And so because Trump is basically giving his blessing to these short- range missiles, the North is -- and this is a military tactic. So the political one was a timing, because of the exercises. But now militarily, the North is given free range to develop, to further perfect these missiles, that it can one day even use if it wanted to.

VANIER: All right. This is all happening against the wider backdrop of talks or at least the potential for talks between the U.S. and North Korea on denuclearization.

Has there been any progress made on that front in the past few months?

KIM: Unfortunately not. The North is playing this two-track game, Kim Jong-un sending his so-called beautiful letter to President Trump, the two leaders are exchanging love letters.

But at the working level of negotiators, everyone underneath Kim and everyone underneath Trump, they're not able to resume negotiations.

If you remember, at the inter-Korean border, at the DMZ, Trump and Kim agreed to resume these working level negotiations. This was back in June. But they still have not started yet.

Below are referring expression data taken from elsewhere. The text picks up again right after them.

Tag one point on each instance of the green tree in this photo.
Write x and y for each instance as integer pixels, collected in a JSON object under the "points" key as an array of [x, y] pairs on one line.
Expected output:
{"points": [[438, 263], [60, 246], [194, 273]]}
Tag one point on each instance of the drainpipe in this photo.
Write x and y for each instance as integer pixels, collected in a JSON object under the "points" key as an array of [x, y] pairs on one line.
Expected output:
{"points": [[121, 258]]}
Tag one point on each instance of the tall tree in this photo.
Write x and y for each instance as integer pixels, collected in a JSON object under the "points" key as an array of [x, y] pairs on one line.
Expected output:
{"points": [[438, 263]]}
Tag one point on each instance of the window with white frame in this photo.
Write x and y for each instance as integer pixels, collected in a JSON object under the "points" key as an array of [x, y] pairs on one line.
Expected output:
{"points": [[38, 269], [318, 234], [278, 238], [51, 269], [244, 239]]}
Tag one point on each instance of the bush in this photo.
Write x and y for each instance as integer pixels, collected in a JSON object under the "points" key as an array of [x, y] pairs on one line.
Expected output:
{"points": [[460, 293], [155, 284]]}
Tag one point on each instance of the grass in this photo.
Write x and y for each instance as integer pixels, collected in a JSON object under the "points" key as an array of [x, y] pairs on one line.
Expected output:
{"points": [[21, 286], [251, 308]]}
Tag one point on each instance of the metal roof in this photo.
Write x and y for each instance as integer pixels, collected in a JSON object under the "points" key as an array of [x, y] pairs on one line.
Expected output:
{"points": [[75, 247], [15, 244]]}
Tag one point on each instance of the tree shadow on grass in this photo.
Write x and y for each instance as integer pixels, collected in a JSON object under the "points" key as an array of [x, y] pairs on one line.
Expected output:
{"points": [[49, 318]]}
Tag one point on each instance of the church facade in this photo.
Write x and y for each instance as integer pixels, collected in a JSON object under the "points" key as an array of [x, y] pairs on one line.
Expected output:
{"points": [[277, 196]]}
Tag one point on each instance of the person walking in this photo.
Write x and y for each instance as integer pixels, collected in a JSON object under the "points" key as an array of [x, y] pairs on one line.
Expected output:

And so what we're seeing, what we have consistently seen, actually even since the Singapore summit last year, especially ahead of the Hanoi summit this year, the North has always tried to bypass the bureaucracy, the working level, and go straight to President Trump and try to strike a deal with him, because we have seen him, you know, give Kim Jong-un what he wants, like canceling the large scale military exercises.

The North thinks Trump is the only one that will give Kim Jong-un everything he wants.

VANIER: Is there any sign that's working?

The only sign I can see is the U.S. president, unlike his predecessors, is refusing to criticize the North while he is criticizing his traditional allies, South Korea, mainly, and also Japan partly.

So Kim Jong-un and North Korea, they are not losing anything. They're winning and they're gaining by Trump giving them a pass at short-range missiles, by not holding real negotiations.

So again, during this time of no negotiations but pretending to have -- continue this bromance and this close relationship with Trump, the North is still perfecting its military capability. And so that's what it's getting.

Plus because of these summits that Kim Jong-un has been engaged in with President Trump, he's gaining international standing and prestige, this perception. He is trying to build himself as a leader, a normal leader of a normal country.

So he is getting a lot of PR. So while the summits are not making any dent whatsoever in North Korea's nuclear weapons programs, the North is gaining. It's advancing its programs and it's gaining international standing.

VANIER: All right. Duyeon Kim, thank you so much for joining this hour. We appreciate it.

Frustration is simmering in Hong Kong. Despite growing threats from China, the protesters aren't going anywhere. Live from the sit-in at Hong Kong International Airport when we come back.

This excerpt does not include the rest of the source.